Robert began his martial arts career in 1996 by studying Jiu Jitsu in Japan where he lived for 3 years. He returns every year to train with his now 87-year-old master–a man considered a national treasure and “the last living Ninja” by the Japanese government. When he returns this April, he will be endowed with the title Dai Shihan or “Senior Instructor.”

Bujinkan differs from Brazilian Jiu Jitsu in that it focuses on nine types of combatives, including standing, grappling, weapons, etc.

Enter Easton BJJ

Robert began training Brazilian Jiu Jitsu at the old Easton Brazilian Jiu Jitsu at 3rd and Broadway in 2009 and then followed the caravan to the Training Center on Santa Fe.

Robert’s classes for law enforcement, which he has been teaching for about fifteen years, are focused on what he calls “advanced arrest control.” When I asked what that meant, he told me that it’s the process that begins when you have to put your hands on someone all the way to the time that you cuff them.” This is ideally done without the use of strikes, kicks, or chokes. Using leverage, control, and transitions–Robert’s group drill ways of subduing a bad guy without injury or worse. They also focus on improvised weapon use, weapon retention, vehicle extraction, and more.

“As a matter of fact, we don’t even drill submissions,” Robert told me. This seemed like a strange way to conduct a jiu jitsu class to me-all of mine include submissions. But Robert’s long-time student and 18-year police veteran, Mickey chimed in that you don’t want to become “YouTube famous for the wrong reasons.” And he’s right.

What are his students saying?

Mickey told me that for the last decade, he has been in hundreds of escalated situations, struggles, fights, etc. Without the training from Robert, he says, many of those altercations could have gone much worse for him or for them. He also says that what the officers involved have really learned is how to be efficient during an instance in which they have to subdue a violent or resisting suspect.
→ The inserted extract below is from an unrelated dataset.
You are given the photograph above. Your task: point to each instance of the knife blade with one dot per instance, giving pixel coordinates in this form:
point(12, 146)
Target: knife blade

“You can’t account for the fitness level of officers,” he told me. “This training provides that. But also, it’s easier to execute.” So officers aren’t emptying the tank and then becoming desperate during challenging interactions. According to Mickey, it’s about subduing an unruly criminal or bad guy without the use of strikes and kicks–which looks terrible on the internet, in a court of law, in society, to administration, etc. Having tools that give you that ability (sans striking, choking, weapons), keeps everyone safe.

Robert recently received a gift from his students–an award of sorts. He hung it in his office under his Citizen’s Commendation from the Grand Junction Sheriff’s office-received for his work with Grand Junction SWAT and other personnel. This one was a custom-made antique-style police baton mounted to a presentation plaque emblazoned with Robert’s name and a Denver Police badge.

“For all everything that he does for us,” says Mickey. “He teaches us to dominate a situation without hurting them or them hurting me.” Because of Robert, Mickey says, “I’m not YouTube famous for the wrong reasons.”